Urinary bladder & kidneys
In the Western world, tobacco use is the single most important cause of bladder cancer, accounting for an estimated 40-70% of all cases. Smokers' risks of bladder cancer are 2-3 times higher compared to nonsmokers. Despite the fact that the bladder is not exposed directly to tobacco smoke, polyaromatic hydrocarbons, known to be carcinogenic, may well be absorbed into the blood and transported to the bladder where the bladder cells are then unable to withstand that carcinogenic effects of these compounds.

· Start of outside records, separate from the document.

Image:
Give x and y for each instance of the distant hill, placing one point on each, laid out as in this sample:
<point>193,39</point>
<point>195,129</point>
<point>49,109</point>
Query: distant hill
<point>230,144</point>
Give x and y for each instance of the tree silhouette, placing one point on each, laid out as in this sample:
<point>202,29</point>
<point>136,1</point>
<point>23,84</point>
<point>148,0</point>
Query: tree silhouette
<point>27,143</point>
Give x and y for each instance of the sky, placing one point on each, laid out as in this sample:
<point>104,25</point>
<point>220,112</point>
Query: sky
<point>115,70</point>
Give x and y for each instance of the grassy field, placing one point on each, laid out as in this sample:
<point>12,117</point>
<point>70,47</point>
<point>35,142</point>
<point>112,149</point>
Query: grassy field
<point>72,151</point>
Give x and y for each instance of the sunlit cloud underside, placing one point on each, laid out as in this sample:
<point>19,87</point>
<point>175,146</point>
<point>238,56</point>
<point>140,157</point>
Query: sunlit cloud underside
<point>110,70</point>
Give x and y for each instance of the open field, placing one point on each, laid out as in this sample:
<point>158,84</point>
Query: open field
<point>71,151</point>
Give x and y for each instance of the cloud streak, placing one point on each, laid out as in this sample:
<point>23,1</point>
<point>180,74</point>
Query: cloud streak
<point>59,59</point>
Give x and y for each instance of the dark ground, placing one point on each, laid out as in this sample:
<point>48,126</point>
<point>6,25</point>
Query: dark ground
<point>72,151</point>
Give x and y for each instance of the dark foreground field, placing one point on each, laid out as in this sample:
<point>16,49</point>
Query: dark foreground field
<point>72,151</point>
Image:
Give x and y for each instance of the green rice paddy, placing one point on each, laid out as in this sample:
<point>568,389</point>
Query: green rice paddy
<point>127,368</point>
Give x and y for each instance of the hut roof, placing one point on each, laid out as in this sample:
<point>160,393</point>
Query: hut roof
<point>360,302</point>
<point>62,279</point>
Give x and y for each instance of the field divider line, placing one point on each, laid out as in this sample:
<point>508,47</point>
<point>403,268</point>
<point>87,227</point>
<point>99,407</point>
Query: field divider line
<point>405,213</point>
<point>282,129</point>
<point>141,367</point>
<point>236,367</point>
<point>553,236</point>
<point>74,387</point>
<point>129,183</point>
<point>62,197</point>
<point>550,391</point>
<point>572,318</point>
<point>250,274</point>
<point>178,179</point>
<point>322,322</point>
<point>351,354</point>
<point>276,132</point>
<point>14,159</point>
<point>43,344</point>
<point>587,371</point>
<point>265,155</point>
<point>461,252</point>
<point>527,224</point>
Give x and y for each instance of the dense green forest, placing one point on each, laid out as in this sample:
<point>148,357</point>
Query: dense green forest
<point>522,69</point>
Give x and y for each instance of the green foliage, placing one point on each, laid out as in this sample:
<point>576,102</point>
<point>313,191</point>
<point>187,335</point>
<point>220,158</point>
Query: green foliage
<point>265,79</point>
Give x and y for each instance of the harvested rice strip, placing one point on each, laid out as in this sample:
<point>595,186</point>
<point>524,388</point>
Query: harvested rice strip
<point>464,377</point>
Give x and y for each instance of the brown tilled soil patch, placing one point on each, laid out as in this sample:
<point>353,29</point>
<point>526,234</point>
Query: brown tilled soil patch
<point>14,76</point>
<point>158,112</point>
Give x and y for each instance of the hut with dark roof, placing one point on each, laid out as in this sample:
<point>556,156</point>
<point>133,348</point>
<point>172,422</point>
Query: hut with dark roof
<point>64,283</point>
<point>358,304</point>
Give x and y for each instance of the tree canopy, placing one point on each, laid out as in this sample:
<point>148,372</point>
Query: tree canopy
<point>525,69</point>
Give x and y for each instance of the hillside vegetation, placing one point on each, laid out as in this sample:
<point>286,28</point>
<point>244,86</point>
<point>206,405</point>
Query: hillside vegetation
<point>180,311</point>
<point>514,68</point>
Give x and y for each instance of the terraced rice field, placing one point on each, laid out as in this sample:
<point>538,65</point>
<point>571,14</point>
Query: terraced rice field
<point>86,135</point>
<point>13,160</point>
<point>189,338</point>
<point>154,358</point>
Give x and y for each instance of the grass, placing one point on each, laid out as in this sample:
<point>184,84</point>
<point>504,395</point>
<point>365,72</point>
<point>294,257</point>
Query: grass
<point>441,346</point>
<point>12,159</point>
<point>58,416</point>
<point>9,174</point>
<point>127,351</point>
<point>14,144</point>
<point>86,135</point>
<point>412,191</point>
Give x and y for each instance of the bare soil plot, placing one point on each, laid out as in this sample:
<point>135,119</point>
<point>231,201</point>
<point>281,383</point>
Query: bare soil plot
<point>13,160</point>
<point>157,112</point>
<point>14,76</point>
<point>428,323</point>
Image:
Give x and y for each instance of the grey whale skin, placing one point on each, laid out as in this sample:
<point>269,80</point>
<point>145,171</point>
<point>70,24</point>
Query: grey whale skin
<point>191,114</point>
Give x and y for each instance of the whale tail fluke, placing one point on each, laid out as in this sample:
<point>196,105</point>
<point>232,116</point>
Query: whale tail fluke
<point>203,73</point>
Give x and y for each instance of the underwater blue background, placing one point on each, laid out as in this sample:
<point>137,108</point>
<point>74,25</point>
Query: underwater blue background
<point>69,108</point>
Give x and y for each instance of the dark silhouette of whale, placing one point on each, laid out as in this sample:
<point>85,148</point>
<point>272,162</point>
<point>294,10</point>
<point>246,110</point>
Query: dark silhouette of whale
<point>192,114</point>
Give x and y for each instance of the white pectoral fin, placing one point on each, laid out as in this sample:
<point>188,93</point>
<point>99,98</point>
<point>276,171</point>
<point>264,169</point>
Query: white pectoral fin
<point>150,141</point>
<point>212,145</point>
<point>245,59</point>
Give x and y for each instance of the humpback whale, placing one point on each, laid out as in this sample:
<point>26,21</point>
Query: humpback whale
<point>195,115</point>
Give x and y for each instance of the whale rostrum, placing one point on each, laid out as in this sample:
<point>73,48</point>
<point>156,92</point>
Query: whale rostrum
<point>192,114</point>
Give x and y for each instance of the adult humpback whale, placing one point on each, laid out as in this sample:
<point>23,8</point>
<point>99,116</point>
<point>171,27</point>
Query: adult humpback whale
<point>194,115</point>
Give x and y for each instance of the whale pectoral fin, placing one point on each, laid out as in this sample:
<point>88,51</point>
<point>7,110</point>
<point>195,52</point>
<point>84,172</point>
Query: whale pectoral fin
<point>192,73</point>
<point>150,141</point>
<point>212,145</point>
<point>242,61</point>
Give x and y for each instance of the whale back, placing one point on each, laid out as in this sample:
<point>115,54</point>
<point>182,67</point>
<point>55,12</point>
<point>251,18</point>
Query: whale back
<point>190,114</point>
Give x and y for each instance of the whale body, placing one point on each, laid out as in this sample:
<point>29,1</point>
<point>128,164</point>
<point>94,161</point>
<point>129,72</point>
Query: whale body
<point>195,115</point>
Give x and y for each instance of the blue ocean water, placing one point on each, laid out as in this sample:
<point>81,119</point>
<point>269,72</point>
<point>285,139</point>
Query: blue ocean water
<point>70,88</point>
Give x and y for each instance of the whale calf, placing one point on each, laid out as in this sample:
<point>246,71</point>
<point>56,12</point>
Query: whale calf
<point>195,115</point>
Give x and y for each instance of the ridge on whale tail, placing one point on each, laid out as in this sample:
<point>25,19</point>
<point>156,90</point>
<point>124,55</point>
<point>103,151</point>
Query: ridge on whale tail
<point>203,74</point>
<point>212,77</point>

Tobacco's effect on cervical cancer was only recognized recently, in part because women who smoke may have other risk factors for cervical cancer, particularly exposure to human papilloma virus which increases risks of cervical cancer. Nevertheless, there is now general consensus that cigarette smoking increases risks of cervical cancer, particularly among women smoking as many as 40 cigarettes daily, and is responsible for approximately 30% of cervical cancer deaths in the USA.
Breast
For women in developed countries, rates of breast cancer have been rising over the last few decades, eerily tracking with the rapid increase in female smoking that occurred in the middle of the 20th century. Data on links between breast cancer and smoking have, however, been mixed, and this has led to conflicting health messages. Among Danish women interviewed at the time of mammography, smoking for more than 30 years was associated with a 60% higher risk of breast cancer and onset at an average of eight years earlier, when compared with nonsmokers.
Given that breast cancer incidence is soon to be eclipsed by lung cancer incidence among women, further data clarifying the role of smoking in causing breast cancer should be of value in strengthening efforts to inform and assist women to quit smoking.
Pancreas
Smoking is estimated to be responsible for 30% of pancreatic cancer. Similar to bladder cancer, carcinogens inhaled by the smoker are thought to enter the blood stream and reach the pancreas via the blood and also bile, secreted by the liver to aid digestion. Pancreatic cancer prognosis remains very poor with 5-year survival less than 5% in most reports.
Colon
Again, like bladder and pancreatic cancer, colon cancer risk is increased among smokers, presumably due to the transport of carcinogens to the colon from inhaled or swallowed tobacco smoke. Data supporting this association come from several longitudinal studies in which groups of people are followed over many years to record the occurrence of various illnesses.
Based on data from both male and female health professionals in the USA, smoking appears to double the risk of colon cancers. Most colon cancers begin as polyps, precursor growths for cancer. Risk of cancer increases with polyp size and there is a dose-response relationship with increasing years of tobacco use associated with larger polyps and, after 35 years of smoking, colon cancer.